Todo el mundo alberga recuerdos de algún profesor o profesora que, de algún modo, dejó una marca en su camino.
Para mí, una de esas personas fue la profesora de matemáticas que tuve en 2º del extinto BUP. En aquel momento yo me encontraba en esa etapa rebelde que la mayor parte de nosotros atravesamos en la adolescencia.
En una ocasión, nos entregó un examen corregido para que pudiésemos revisarlo. Suspenso. Tras revisarlo con algo de atención y comprobar que estaba en desacuerdo con la evaluación, me dirigí a hablar con ella.
Llegué a su mesa, me preguntó qué quería —con la propiedad y firmeza que la caracterizaban— y argumenté lo que pensaba…
—Estoy de acuerdo —dijo—.
—¿Entonces he aprobado? —dije yo, prometiéndomelas feliz—.
—No. Estás suspenso. Vas a ir a la recuperación. Puedes hacerlo mejor —respondió.
—Pero eso es injusto —me quejé.
—Lo sé. Como la mayor parte de cosas que te ocurrirán a partir de ahora. Pero si tu disposición es mejor que la que has presentado para este examen, lo llevarás bien —y me devolvió el examen—. Si sigues considerando que es injusto, por favor pide a tus padres que vengan a hablar conmigo.
Imagino que sabrás que esta conversación no llegaría a producirse hoy, por muchos motivos. Pero lo que tal vez no sepas, es que me ayudó a comprender —en parte— que una etapa estaba llegando a su fin y una nueva, muy diferente, se estaba iniciando.
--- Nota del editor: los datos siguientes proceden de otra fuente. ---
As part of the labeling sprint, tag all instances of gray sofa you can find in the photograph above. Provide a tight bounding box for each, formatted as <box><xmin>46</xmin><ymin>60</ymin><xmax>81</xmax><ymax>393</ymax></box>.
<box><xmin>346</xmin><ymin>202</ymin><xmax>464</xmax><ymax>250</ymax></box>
Y pude hacerlo mejor. Recuperé matemáticas. Y también otras asignaturas por las que hasta ese momento no me había preocupado demasiado.
Mi actitud frente a muchos aspectos cambió ese día. El curso terminó y no volví a tener la fortuna de coincidir en sus clases de nuevo. Ni llegué a decirle nunca que esos 30 segundos habían sido importantes para mí. Aún hoy, 30 años después, los recuerdo con frecuencia.
Ya sabes. Puedes hacerlo mejor.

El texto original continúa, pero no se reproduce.